縁もゆかりもない他人の命と麾下の兵員の命、どちらの値打ちが高いかなど赤ん坊でも分かることだ。
という説明を鳩村上等兵にするのは面倒だったが六連発銃の撃鉄が起きる音を聞いた鳩村上等兵に抗命の選択はない。
命令を遵守した鳩村上等兵の操縦を遵守した機動祭壇は状況に対応できない原住民を命令通り履帯に吸い込んでいく。
「ひいいいいいいいい!」
異物を噛み込んだ履帯の感触に鳩村上等兵が悲鳴を上げる。
鳩村上等兵の足から不快感が消えたタイミングで、外来種が機動祭壇に狙いを定めた。
転移とほぼ同時に戦端が開かれた。
この状況は想定通り、想定通りに兵員室を出て車輌の屋根から朝陽とセシリアは前方を見る。
「迎撃せよ!」
ー兵装機動
想定通りの命令を直ちに実行。
朝陽は自身の得物、槍と斧を組み合わせた機械の武器を起動、迷彩服が分解され、緑の鎧を纏い指揮車輌の前面に降り立つ。外来種、魔物の中で足が速い個体が朝陽に突進していく。
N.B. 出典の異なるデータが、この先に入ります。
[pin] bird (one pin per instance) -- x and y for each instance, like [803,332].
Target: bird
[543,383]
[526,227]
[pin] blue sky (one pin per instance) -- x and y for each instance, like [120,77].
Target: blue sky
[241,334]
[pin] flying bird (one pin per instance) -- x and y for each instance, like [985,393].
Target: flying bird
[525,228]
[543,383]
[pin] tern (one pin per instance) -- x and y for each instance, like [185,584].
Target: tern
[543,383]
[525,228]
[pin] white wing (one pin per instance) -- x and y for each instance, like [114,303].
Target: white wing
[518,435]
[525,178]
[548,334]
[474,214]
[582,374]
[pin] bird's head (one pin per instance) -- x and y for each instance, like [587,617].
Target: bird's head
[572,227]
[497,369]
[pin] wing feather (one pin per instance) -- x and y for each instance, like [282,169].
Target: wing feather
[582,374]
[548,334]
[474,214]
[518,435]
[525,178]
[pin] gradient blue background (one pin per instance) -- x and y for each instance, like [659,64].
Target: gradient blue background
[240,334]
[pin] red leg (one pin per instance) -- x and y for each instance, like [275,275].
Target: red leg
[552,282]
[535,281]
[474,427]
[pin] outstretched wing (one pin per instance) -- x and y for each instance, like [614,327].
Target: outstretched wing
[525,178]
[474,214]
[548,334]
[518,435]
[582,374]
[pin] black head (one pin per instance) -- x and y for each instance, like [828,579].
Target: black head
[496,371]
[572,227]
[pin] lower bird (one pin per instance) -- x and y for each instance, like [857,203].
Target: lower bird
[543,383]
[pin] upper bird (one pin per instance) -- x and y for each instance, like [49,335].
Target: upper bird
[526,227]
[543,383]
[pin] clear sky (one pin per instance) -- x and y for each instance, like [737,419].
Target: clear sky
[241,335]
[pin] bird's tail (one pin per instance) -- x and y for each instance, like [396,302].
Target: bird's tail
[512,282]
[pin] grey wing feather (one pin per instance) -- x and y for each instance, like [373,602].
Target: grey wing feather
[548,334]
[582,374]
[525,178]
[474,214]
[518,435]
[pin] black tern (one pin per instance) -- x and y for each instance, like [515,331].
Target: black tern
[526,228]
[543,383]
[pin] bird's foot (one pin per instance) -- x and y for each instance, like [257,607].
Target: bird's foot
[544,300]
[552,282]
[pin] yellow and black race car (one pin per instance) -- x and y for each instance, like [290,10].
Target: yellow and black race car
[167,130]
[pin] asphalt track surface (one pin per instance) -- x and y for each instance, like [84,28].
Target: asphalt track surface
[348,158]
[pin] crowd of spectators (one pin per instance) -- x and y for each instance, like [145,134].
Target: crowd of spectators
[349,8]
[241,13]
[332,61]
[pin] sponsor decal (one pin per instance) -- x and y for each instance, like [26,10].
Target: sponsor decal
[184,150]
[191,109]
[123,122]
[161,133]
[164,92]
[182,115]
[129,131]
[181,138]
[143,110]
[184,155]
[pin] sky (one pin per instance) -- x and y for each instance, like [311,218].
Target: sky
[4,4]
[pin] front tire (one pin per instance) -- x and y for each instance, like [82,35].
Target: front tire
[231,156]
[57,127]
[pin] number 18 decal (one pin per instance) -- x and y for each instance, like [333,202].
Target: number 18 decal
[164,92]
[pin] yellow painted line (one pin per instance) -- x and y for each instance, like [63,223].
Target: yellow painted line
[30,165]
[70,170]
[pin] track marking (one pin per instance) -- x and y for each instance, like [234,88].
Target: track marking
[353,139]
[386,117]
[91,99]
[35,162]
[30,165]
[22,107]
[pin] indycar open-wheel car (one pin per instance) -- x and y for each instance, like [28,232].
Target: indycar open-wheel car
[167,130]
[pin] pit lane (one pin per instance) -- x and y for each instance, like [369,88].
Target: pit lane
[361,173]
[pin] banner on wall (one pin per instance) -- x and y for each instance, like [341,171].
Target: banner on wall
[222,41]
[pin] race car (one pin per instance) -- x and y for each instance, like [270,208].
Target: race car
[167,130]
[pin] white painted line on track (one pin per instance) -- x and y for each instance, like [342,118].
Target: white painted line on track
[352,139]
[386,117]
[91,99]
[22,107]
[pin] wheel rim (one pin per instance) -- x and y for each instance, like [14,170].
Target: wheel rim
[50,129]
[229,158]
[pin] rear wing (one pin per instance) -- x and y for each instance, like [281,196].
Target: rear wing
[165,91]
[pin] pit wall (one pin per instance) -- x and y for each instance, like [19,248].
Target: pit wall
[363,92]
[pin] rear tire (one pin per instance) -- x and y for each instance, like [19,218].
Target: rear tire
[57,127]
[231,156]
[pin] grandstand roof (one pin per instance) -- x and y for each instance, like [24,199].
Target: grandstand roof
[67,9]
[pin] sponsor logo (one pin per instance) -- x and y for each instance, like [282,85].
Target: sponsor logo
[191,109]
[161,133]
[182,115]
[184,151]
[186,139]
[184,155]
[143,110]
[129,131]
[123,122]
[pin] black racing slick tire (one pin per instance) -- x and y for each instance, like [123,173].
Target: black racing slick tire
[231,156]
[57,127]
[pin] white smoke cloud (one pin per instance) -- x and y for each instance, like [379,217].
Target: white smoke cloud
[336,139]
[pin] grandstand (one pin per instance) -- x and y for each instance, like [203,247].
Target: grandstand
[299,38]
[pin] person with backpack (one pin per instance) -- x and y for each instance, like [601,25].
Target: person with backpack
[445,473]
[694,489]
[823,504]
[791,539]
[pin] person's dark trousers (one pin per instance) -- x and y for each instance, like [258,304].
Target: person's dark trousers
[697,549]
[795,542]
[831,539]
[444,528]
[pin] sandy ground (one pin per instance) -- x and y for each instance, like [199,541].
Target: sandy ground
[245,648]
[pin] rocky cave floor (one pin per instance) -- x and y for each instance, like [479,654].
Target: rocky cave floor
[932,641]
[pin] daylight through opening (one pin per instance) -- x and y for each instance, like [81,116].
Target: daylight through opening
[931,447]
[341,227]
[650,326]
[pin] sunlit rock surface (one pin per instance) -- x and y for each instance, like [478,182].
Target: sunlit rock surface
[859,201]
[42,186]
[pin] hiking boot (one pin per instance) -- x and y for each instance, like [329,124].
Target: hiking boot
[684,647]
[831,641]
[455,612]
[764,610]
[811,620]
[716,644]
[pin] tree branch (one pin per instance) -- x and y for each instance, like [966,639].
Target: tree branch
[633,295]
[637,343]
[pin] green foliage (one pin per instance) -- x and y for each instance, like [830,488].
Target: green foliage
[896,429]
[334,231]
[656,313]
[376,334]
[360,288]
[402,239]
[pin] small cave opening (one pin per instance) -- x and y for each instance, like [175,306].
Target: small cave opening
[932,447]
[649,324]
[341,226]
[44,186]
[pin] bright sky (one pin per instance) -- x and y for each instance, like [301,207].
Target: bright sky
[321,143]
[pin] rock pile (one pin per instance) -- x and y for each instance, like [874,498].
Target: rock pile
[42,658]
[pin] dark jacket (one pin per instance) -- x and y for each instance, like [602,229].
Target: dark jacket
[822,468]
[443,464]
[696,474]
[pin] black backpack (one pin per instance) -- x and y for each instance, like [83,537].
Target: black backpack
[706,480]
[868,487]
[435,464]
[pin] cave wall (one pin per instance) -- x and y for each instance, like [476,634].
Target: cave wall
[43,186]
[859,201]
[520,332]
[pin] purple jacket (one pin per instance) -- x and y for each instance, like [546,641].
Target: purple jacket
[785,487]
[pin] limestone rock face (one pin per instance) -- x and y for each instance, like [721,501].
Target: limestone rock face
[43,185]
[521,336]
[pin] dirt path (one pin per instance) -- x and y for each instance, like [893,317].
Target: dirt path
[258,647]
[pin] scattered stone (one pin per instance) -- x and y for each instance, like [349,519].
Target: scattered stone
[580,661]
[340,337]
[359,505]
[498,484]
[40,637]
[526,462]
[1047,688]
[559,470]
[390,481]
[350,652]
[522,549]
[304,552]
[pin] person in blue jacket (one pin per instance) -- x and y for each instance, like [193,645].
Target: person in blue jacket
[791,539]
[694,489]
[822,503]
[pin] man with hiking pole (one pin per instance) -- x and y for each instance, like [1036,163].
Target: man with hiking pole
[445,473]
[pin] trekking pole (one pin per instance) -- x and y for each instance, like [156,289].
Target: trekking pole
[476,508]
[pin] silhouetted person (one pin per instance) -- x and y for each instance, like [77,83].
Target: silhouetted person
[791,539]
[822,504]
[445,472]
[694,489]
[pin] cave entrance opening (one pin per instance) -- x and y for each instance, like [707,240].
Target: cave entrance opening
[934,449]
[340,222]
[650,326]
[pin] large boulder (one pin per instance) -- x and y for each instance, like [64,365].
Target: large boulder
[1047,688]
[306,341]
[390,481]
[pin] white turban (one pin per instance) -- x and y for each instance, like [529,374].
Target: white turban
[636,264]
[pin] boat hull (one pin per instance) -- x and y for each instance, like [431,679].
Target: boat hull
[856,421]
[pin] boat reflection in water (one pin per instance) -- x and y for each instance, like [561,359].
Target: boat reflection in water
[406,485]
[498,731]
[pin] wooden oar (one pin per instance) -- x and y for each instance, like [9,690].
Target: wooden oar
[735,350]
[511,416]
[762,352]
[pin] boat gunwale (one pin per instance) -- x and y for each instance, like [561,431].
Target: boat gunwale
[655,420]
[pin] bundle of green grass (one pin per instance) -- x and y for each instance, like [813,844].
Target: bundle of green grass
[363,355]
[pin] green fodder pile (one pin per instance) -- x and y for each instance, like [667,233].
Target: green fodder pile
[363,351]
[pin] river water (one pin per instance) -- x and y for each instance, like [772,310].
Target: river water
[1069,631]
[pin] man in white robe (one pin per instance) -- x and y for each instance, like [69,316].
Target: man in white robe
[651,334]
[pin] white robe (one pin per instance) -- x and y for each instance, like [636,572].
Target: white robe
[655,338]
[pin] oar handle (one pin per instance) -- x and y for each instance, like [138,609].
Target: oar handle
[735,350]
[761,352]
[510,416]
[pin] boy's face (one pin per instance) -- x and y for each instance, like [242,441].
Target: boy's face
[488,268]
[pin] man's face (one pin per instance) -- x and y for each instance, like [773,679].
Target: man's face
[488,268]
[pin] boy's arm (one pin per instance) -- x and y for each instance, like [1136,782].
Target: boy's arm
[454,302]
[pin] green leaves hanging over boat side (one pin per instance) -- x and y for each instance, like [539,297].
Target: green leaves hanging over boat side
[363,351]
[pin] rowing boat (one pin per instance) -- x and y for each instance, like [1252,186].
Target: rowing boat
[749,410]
大型の魔物は小さい護衛をたやすく蹴散らせると判断したのかまっすぐ朝陽に飛びかかる。
ー溶断刀
朝陽は魔物が振り下ろした前足を、重い機械の武器をより速く振り抜いて切断。
ー重力斬
体勢を崩し地面に落ちた魔物に状況を理解する時間も与えず、朝陽は機械の武器、その斧の部分で頭部を叩き潰した。
「トリ女!」
先頭を走る車輌は2輌、朝陽を手強いと判断した魔物の一部がもう1輌に向かっている。
呼ばれる前に、既にセシリアは動いていた。
空気抵抗になる上着を脱ぎ捨て、もう1輌の援護に向かう。
ーアクティブスキル:飛翔
ーアクティブスキル:加速
ーアクティブスキル:縮地
移動系奇跡多重起動による高速移動で機動祭壇に飛びかかろうとした魔物の眼前に一瞬で到達。
同時、腰の刀を抜き放つ。
ー風刃
圧縮空気の刃が地面を蹴ろうとした魔物の足、その腱を切断。移動出来なくなった魔物が地面に倒れ、機動祭壇が踏み潰す。これで終わりではない。
後続の魔物はなおも機動祭壇に向かってくる。
「後続車!転移完了次第援護に向かえ!」
楠大尉から通信が入った。
援軍が来るまで先頭車輌を護衛する。
「おりゃああああああああ!」
朝陽は群がってくる魔物を次々に薙ぎ倒し前進する。
自身の体よりも大きく重い武器を自在に操る筋力、それを持続させる膨大な体力。
そのどちらもセシリアにはないものだ。
ー風刃
セシリアに狙いを定めた魔物を空気の刃で迎撃する。
それは金属を含んだ固い外殻を貫くには至らない。
「・・・」
脅威ではないと判断した魔物が反撃のために金属質の腕を振り上げる。
ー風刃
開いた外殻の隙間に空気の刃を撃ち込んで行動不能にする。
朝陽であれば得物の一凪で済む相手だ。
セシリアにはそのような戦い方は出来ない。
弱い部分を探し、そこを狙うしかない。
強い体、強い命。
羨ましい。
あのトリ女、やはり強い。
移動強化系奇跡の併用による奇跡による高速移動は間合いの概念を消し飛ばす。
向かってくる相手は朝陽と教官が作った兵装でどうとでも出来る。
だが分散して複数の目標に向かわれたら対処は困難だった。
トリ女、妖鳥は目まぐるしい高速移動の中、集団で機動祭壇に向かう外来種の動きを正確に分析し適切に対処している。
ー重力斬
一撃で倒した外来種、それは囮だった。
倒した死体に身を隠していた小型外来種の群れが朝陽の背後に抜けていく。
「くっ」
兵装の腰部にマウントした小型ミサイルで追撃、かろうじて教官の車輌への接近を防いだ。
飛び道具は有限。
こういう攻め方を何度もされるといつかは抜かれてしまう。
的確な判断、精密な奇跡の制御、それが出来るトリ女ならたやすく追いつき、対処出来る相手だ。
外来種の動きが変わった。
敷島少尉が護衛する指揮車輌には小型外来種が散開、妖鳥が向かった側は硬質な甲殻を持つ外来種が集結。
両者がそれぞれ苦手な相手を差し向ける、判断が早い。
「野生ならそろそろ逃げを打つ頃じゃがこいつら何モンかが操っとる可能性があるのう」
「どーすんだよ!」
「フルブレーキ!朝陽!戻ってこい!」
ー爆炎
敷島少尉が兵装を横に振り抜いて扇形に爆風を発生、さらに小型ミサイルを全弾ばら撒いて後退する。
ー旋風
同時、妖鳥も護衛対象の停止を見て外来種を足止め、広範囲を空気の渦で拘束する。
「よくやった渡来人!」
動きを止めた大型外来種の頭部と胴部に穴が開き、はじけ飛んだ。
「姫!待たせたな!」
同時、朝陽の弾幕をくぐり抜けた小型の群れ、その頭上から炎が降り注ぐ。
「装甲車は先頭を護れ!少佐!輪形陣の中へ!このまま突破する!」
後方には硝煙を上げながら速力を上げる機動装甲車、緋本原旅団の転移が完了した。
「まずは一段落じゃのう」
「なんかすげー人撥ねてんだけど」
後方では陣形を組み直す車列に巻き込まれて原住民が次々に履帯と車輪の餌になっていく。
「右前方に丘!」
「よし、そこに陣地構築しよう。無人機を飛ばして周囲を偵察する」
少々のアクシデントに見舞われたが、異世界調査の初日は順調にいきそうだった。